How to Design Idempotent Data Pipelines That Are Safe to Re-Run
Build data pipelines that produce the same result whether they run once or ten times — using upserts, deduplication, and staging patterns in Python.
AI GeneratedYour pipeline fails at 2 AM. You re-run it at 7 AM. Now you have duplicate rows, double-counted revenue, and a dashboard that says Tuesday's sales were twice what they actually were.
This happens because most pipelines assume they only run once. In production, that assumption breaks constantly. Retries, scheduler restarts, partial failures, and manual re-runs all mean your pipeline will execute the same work more than once. If it is not idempotent — meaning it produces the same result regardless of how many times it runs — every re-run is a gamble.
This guide builds idempotent patterns in Python that make your pipelines safe to re-run at any time, from any point.
# Who This Is For
- Data engineers who have seen duplicate rows in production after re-running a failed job
- Developers building ETL processes that may run more than once due to retries or scheduler restarts
- Vibe coders whose automations occasionally double-process data and cause downstream issues
- Anyone who has manually cleaned up duplicates after a pipeline re-run gone wrong
Basic Python and SQL knowledge is helpful. The core concept is simple: if you run the same pipeline twice, you should get the same result — not twice the data. This guide shows you how to guarantee that.
# The Idempotent Pipeline Architecture
flowchart TD
S[Source Data] --> H[Hash & Tag Records]
H --> ST[Staging Table]
ST --> D{Dedup Check}
D -->|New| U[Upsert to Target]
D -->|Duplicate| SK[Skip]
U --> V[Verify Row Counts]
SK --> V
V --> CL[Clean Staging]
CL --> Done[Complete ✓]Every record gets a deterministic identifier. The pipeline writes to a staging area first, deduplicates against what already exists, then upserts into the final target. Whether this runs once or five times, the result is identical.
# What You Will Need
pip install pandas sqlalchemy psycopg2-binary hashlib
- pandas — data processing and DataFrame operations
- sqlalchemy — database abstraction for upserts
- psycopg2-binary — PostgreSQL adapter
- hashlib — deterministic record hashing (standard library)

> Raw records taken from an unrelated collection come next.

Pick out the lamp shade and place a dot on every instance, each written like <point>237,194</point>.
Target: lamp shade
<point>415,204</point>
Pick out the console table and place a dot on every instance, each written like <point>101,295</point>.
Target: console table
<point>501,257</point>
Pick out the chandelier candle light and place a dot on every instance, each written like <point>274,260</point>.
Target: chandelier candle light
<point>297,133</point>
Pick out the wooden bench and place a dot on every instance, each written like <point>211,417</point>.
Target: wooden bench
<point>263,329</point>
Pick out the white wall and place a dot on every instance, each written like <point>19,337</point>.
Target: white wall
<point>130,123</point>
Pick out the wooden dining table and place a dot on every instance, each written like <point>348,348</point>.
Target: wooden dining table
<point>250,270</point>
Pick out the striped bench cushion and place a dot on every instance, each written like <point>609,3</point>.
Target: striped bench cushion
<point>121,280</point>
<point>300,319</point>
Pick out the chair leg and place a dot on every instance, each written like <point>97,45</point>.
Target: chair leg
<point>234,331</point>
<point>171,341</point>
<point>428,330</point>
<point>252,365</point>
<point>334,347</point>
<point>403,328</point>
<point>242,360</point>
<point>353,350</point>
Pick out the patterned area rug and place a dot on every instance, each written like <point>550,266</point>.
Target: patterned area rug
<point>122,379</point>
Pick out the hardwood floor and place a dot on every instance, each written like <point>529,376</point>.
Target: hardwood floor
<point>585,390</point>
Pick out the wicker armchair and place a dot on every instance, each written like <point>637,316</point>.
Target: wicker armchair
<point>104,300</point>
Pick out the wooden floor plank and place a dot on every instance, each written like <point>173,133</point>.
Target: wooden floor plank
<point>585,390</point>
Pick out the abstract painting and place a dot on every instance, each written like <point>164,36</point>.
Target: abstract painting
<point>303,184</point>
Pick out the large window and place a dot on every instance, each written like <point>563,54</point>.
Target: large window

# Step 1: Deterministic Record Identifiers
The foundation of idempotency is identifying each record uniquely based on its content, not on when it arrived or which run produced it.
import hashlib
import json
from datetime import datetime
def generate_record_id(record: dict, key_fields: list[str]) -> str:
"""Generate a deterministic hash ID from specific fields.
Same input always produces the same ID, regardless of
when or how many times the pipeline runs.
"""
key_data = {field: record[field] for field in sorted(key_fields)}
raw = json.dumps(key_data, sort_keys=True, default=str)
return hashlib.sha256(raw.encode()).hexdigest()[:16]
def tag_records(df, key_fields: list[str], run_id: str):
"""Add deterministic IDs and run metadata to every record."""
df = df.copy()
df["record_id"] = df.apply(
lambda row: generate_record_id(row.to_dict(), key_fields), axis=1
)
df["run_id"] = run_id
df["loaded_at"] = datetime.utcnow().isoformat()
return df
# Why This Matters
| Approach | Re-run safe? | Problem |
|---|---|---|
| Auto-increment IDs | No | Every insert gets a new ID |
| Timestamp-based IDs | No | Different time = different ID |
| Content-based hash | Yes | Same data = same ID every time |
The hash approach means that if the same order appears in two pipeline runs, it gets the same record_id both times — making deduplication trivial.
# Step 2: Run IDs for Auditability
Every pipeline execution should carry a unique run ID. This lets you trace exactly which run produced which records and clean up partial runs.
import uuid
from datetime import datetime
def generate_run_id(pipeline_name: str, target_date: str) -> str:
"""Generate a deterministic run ID for a given pipeline and date.
Same pipeline + date always produces the same run ID.
This means re-running Tuesday's pipeline on Wednesday
still targets Tuesday's data.
"""
raw = f"{pipeline_name}:{target_date}"
return hashlib.sha256(raw.encode()).hexdigest()[:12]
class PipelineRun:
"""Track a single pipeline execution."""
def __init__(self, pipeline_name: str, target_date: str):
self.pipeline_name = pipeline_name
self.target_date = target_date
self.run_id = generate_run_id(pipeline_name, target_date)
self.started_at = datetime.utcnow()
def __repr__(self):
return f"PipelineRun({self.pipeline_name}, {self.target_date}, run={self.run_id})"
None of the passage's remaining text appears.